Tijuana, Mexico – Marina figured if she stayed in Venezuela, her life would be short. Maybe special security forces would kill her. Maybe the military. Maybe the police. Speaking out against the administration of Nicolás Maduro, she feared, would be a death sentence.
“One way or another, they are going to kill you,” she said. “I prefer to leave before they come to kill me.”
Marina felt she and her family had no choice but to flee. Escaping Venezuela was only the start of her troubles, though.
Marina — who asked that her full name be withheld — embarked on the perilous trek many migrants and asylum seekers take: up through Central America to the border with the United States.
There, she hoped her family would find a better life. What happened on the road, however, would leave two of her children with lasting scars.

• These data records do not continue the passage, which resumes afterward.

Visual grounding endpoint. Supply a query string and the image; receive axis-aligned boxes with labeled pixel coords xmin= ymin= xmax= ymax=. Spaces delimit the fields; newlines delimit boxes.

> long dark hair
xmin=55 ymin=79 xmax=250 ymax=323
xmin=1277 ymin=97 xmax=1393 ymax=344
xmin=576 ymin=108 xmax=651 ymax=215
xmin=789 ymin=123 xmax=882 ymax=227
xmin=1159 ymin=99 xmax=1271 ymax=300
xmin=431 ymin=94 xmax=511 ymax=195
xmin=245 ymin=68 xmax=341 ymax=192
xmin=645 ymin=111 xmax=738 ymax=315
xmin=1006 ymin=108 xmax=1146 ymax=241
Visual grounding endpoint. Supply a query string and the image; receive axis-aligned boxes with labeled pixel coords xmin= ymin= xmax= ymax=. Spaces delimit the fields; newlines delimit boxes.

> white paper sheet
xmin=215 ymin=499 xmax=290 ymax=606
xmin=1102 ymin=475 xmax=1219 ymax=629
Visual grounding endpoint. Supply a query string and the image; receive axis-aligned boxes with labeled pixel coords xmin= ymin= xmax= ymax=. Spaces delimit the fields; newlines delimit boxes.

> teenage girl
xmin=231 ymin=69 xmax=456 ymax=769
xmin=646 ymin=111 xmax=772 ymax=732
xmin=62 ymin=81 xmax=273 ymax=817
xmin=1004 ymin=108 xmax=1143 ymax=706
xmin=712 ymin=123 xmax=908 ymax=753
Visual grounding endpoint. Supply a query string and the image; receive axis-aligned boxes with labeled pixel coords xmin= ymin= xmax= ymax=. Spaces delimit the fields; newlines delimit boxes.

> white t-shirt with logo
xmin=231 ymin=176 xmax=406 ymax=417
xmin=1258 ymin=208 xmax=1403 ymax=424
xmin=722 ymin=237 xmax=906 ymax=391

In the tangled jungles of the Darién Gap, a sliver of land connecting Colombia to Panama, an armed gang captured their travelling party.
“We were separated, men on one side and women on the other,” Marina said. She recalled that gang members started pulling some women out of the group. “That’s when they took my two girls.”
The rest of the family was left behind, helpless. Marina understood that her teenage daughters — one 12, the other 14 — were being sexually assaulted in the recesses of the forest.
“They brought one back after about half an hour, but the youngest one took an hour,” she told media.